- Developer: Frozen Codebase
- Publishers: Frozen Codebase (iOS) WHA Entertainment (PS3)
- Platforms: iOS, PlayStation 3
- Release: iOS April 17, 2010 PlayStation 3 NA: April 29, 2010; EU: May 5, 2010;
- Genre: Beat 'em up
- Modes: Single-player, multiplayer

= Kick-Ass: The Game =

2010 video game

Kick-Ass: The Game is a beat 'em up video game developed and published by Frozen Codebase (published by WHA Entertainment for the PS3 version) for iOS and PlayStation 3. It is based on the 2010 film and the comic book Kick-Ass, and later spawned a sequel, Kick-Ass 2: The Game.

== Gameplay ==

Kick-Ass kicks an enemy in the groin.

The gameplay of Kick-Ass is an arena-style beat 'em up. Players can choose to play 1 of 3 characters (Kick-Ass, Hit-Girl or Big Daddy) in either single player or co-op mode. Weapon upgrades as well as environment finishers are always available in the game.
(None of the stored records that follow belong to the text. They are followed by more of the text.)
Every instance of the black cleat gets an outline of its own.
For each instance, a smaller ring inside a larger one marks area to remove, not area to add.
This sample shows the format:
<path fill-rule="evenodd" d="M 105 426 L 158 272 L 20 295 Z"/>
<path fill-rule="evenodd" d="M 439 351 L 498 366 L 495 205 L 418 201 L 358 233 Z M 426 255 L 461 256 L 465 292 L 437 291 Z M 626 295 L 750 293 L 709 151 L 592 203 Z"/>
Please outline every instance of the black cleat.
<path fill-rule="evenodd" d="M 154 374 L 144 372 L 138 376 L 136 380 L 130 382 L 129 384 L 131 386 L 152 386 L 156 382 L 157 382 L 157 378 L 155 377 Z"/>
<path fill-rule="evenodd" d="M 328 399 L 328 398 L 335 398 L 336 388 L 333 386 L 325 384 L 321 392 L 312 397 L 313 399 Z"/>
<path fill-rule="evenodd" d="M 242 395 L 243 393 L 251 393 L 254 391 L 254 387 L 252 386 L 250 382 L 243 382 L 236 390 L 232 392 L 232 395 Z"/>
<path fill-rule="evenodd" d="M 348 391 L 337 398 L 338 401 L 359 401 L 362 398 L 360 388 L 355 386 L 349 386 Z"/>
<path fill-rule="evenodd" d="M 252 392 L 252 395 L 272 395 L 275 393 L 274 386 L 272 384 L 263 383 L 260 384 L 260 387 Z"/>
The game utilizes both joysticks on the PlayStation 3 and is a twin-stick shooter for the iPhone.

== Plot ==
Unlike the comic book and movie, the video game story line introduces all three characters from the start. When Kick-Ass first tries to be a superhero, the thugs beat him. Hit Girl and Big Daddy appear and attack the thugs. The game begins after Kick-Ass is freed from the thugs. The circumstances of the storyline differ depending on which character the player selects. For instance in the film Frank D'Amico's men kidnap Kick-Ass and Big Daddy. In the game's storyline, this would not be possible if the player selects Big Daddy as their character, so in that event the game would instead have Hit Girl be kidnapped.

== Development ==
Ben Geisler, the executive producer of Frozen Codebase, said in a GameSpot interview that they decided to create a fictional social networking website called "Facespace" instead of using the real Myspace that is used in the Kick-Ass film because of "licensing issues".

== Release ==
The iOS version of the game was released on April 17, 2010, but had since been pulled from the Apple App Market. The PlayStation 3 version of the game was released on April 29, 2010, in North America and May 5, 2010, in Europe.

== Reception ==

Kick-Ass: The Game received "generally unfavorable" reviews on both platforms according to the review aggregation website Metacritic.

Aggregate score
| Aggregator | Score |  |
| iOS | PS3 |
| Metacritic | 24/100 | 33/100 |

Review scores
| Publication | Score |  |
| iOS | PS3 |
| Destructoid | N/A | 3/10 |
| GameSpot | N/A | 4/10 |
| GameZone | N/A | 3.5/10 |
| IGN | 2/10 | 4/10 |
| Play | N/A | 60% |
| Pocket Gamer | 0.5/5 | N/A |
| Teletext GameCentral | N/A | 2/10 |

== Sequel ==
On August 14, 2014, Freedom Factory Studios released a beat 'em up sequel, Kick-Ass 2: The Game, based on the movie Kick-Ass 2.